Post scriptum (per i più tenaci: serve ancora concentrazione): fra gli intellettuali a cui ho silenziosamente alluso all’inizio del mio articolo, di sicuro il filosofo Agamben è un capofila, e penso sia diventato un riferimento super citato da chi, a sua volta infiammato da ardore intellettuale, discute rabbioso intorno ai temi del Green Pass dalla sponda sinistra del dibattito. Se non dico stupidaggini lui – Agamben, probabilmente il filosofo italiano più noto all’estero – è stato il primo, o uno dei primi, a parlare di dittatura e a paragonare l’Italia al regime sovietico (se non erro in Senato) e alla Germania nazista (il paragone con le stelle di David l’ha fatto in qualche suo scritto). Beh, credo sia gustoso far notare che un mese fa più di 100 filosofi docenti nella università italiane e non solo hanno firmato un documento a favore di Green Pass e vaccini rivolgendolo al Fatto Quotidiano per la pubblicazione online, contestando il loro collega Agamben e le sue esagerazioni (le esagerazioni “naziste” di Agamben sono un fatto, poiché anche fra gli intellettuali moltissimi ne prendono le distanze). Questo documento ha destato molte critiche e tanto disprezzo in quegli stessi circoli della riflessione raffinata, visto che è scritto in modo molto semplice e dunque risulta semplicistico (perché rivolto alla gente comune?). Fra le critiche anche quelle prevedibili di servi, leccaculo e simili. Io ve lo linko qua. E qua vi linko una pagina estremamente interessante emblematica dei circoli di cui vi parlo, nella quale Luca Illetterati – autorevole docente di filosofia all’Università di Padova – espone le sue perplessità nei confronti del documento stesso. I commenti sottostanti vi potranno dare l’idea, se li leggerete, delle riflessioni raffinate di cui ho detto. È molto bello e stimolante leggerle (e leggere ovviamente il bell’articolo di Illetterati), e se lo farete potrete giudicare da voi se lì dentro si possono trovare idee per soluzioni pratiche al problema covid che attanaglia l’umanità e, tanto per dire, continua a non far suonare in condizioni normali noi musicisti. Eccola.

Se vi imbatterete nel commento datato 22/10 di tale Marco… beh in quelle parole, nonostante tutte le altre degli altri utenti da me lette, più articolate, più intellettuali, più eteree, più densamente speculative, più strutturate, ritrovo il senso di ciò che alla fin fine si muove dentro di me, nonostante le attrattive a me care del pensiero umanistico, teoretico, contemplativo. (Riporto questa pagina perché mi è sembrata la più stimolante e equilibrata, essendo le altre in cui mi sono imbattuto, cercando le reazioni ai 100 filosofi, piuttosto fastidiose nel loro fanatismo a volte chiassoso a volte tracotante).

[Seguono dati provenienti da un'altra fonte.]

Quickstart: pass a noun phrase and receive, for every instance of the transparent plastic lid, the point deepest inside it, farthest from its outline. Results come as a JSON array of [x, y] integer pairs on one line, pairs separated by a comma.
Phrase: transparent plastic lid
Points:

Post scriptum 2: Sapete chi è Lorenzo Damiano? È il fondatore di Norimberga 2 (questo sì che è un titolo di merda). Non mi dilungo molto: oltre a dirvi che è noto per essere – riporto dal web – «il leader dei no vax in Veneto», Internet vi permetterà di approfondire se vorrete prendervi il piacere di documentarvi e sperabilmente indignarvi. Ebbene: è in terapia intensiva. Notizia di poche ore fa. Ha il covid, ed è attaccato all’ossigeno. Se la sta passando male. È andato a prenderselo (il covid) a Medjugorie (è un fervente cattolico integralista, per non farsi mancare nulla) dopo aver fatto un video (ovviamente pubblicato) in cui mostrava con gioia l’assenza di mascherine delle persone (e la sua ovviamente). E niente… Fa davvero strano pensare che questo tipo di evidenze in fondo non sarà convincente, come può non esserlo, per dire, un ghiacciaio che si scioglie o l’acqua che lentamente sta venendo a mancare. E di negazioni in negazioni speriamo che l’incubo in cui l’umanità si ritrova non duri troppo.